Sarah complained “Do you have any idea how bored I was, listening to this asshole, bitch and whine about how shitty her fucking life is?!” Then the two of them noticed the gigantic, bio-luminescent, bright-green fox.
The worm-girl immediately equipped her Obsidian Wakizashi, but Elina just exclaimed “Aw~! It’s so~ adorable!” as she stood up and ran over to the massive kit. Inari happily jumped around the relatively small Priestess, while barking and rubbing against her.
When Sarah sighed and withdrew the blade back into her palm, Michael smirked and asked “Oi, Brat, what did you just do?” It was obviously a lot different than the typical instantaneous storage.
She snickered and then glared at him, while holding out her right hand, and bragging “You haven’t even figured out how to Unequip yet? It only took me five seconds after receiving my Soulbound weapon.”
After pulling out his glowing crystal-ball, he tried to do something similar, but rather than being absorbed into his body, it simply started hovering behind his head. There was still a message which told him “Throwing-Weapon has been Unequipped.” and when he reached back to touch it, his hand just passed right through.
Michael muttered “It seems like each Element has their own way of doing things…” Then he turned to Elina, who was scratching the giant vixen’s stomach, and announced “Little Kitty-Cat, it’s finally time for you to evolve!”
The Priestess stopped playing with Inari, and looked up at the smirking man, who suddenly made a glowing, pure-white pearl, appear in the palm of his right hand. She immediately used her ‘Scan’ to identify the item, and asked “How did the two of you manage to kill a level-nine, rank-F, Elite?”
He snickered and explained “Ah, it was a pain in the ass… The little puppy was insta-killed in the very beginning, so I had to solo it. Of course, I died three fucking times, but in the end, I won.” as he handed her the mana-core.

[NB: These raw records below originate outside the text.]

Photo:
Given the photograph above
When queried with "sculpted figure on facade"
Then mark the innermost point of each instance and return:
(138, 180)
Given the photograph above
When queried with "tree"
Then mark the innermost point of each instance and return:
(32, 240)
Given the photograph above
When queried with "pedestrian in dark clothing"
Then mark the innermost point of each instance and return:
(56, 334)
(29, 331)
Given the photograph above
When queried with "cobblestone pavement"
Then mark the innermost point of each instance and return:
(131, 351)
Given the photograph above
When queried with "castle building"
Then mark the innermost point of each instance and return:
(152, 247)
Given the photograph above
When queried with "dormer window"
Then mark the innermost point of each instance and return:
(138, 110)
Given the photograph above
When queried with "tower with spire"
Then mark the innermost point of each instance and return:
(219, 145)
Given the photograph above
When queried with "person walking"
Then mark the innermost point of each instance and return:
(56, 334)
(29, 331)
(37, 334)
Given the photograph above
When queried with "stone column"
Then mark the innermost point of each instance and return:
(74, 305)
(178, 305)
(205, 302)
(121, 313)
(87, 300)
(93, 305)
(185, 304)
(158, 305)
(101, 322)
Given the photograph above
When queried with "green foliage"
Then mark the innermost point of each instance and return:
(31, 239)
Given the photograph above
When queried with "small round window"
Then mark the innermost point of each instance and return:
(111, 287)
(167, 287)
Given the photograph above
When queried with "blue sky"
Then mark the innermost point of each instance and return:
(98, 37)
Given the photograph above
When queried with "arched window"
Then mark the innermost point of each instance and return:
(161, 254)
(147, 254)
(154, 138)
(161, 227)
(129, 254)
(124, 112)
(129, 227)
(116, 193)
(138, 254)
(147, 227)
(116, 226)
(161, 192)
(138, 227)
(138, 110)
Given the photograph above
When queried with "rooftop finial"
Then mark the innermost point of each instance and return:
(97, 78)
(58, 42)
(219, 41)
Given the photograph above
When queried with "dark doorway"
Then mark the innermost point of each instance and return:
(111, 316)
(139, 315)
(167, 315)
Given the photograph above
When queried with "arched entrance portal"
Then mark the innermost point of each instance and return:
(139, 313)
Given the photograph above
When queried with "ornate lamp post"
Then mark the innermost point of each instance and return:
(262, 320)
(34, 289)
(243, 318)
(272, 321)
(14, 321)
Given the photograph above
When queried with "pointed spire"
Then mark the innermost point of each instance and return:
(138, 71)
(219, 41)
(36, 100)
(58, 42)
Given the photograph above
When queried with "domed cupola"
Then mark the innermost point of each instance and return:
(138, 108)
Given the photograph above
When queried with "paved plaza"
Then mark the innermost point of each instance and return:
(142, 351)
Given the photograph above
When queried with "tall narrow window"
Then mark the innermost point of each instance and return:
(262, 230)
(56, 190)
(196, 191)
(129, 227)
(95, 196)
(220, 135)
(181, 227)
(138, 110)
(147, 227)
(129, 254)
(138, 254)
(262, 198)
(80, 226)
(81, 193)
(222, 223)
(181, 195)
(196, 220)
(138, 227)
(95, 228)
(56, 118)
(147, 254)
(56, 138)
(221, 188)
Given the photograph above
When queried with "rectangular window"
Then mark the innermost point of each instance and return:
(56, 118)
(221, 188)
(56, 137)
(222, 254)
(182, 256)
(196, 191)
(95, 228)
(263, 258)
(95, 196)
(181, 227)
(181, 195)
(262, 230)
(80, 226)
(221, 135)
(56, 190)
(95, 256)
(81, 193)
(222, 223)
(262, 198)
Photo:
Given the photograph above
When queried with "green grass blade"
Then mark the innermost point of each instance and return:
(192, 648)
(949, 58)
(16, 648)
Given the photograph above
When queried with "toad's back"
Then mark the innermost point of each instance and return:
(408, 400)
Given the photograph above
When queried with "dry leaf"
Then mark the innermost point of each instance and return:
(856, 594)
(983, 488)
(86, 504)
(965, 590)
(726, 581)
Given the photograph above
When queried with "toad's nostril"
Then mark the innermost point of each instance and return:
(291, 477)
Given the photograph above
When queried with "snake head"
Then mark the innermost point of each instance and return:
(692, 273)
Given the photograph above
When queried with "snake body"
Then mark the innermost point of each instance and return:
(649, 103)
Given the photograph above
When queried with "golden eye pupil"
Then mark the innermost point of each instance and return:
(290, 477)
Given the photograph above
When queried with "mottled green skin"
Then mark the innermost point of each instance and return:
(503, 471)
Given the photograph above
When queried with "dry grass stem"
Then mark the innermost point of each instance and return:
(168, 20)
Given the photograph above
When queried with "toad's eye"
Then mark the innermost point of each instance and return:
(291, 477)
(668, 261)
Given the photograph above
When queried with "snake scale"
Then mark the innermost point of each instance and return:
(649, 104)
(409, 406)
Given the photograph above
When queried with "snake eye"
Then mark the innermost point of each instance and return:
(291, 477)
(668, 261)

Elina bit her lip and furrowed her brows, before staring intently at the tiny bead, pressed between her index finger and thumb. Then Sarah started laughing hysterically, and told her “Don’t worry, evolving doesn’t hurt…”
At that, Michael sighed and said “No, it’ll probably suck pretty badly. Like appendicitis, combined with menstruation, having your eyes gouged out, and being anally penetrated by a horse… All of those things would most likely be more pleasant, but ya don’t really get anything outta them. Well, unless you’re really into that kinda shit.”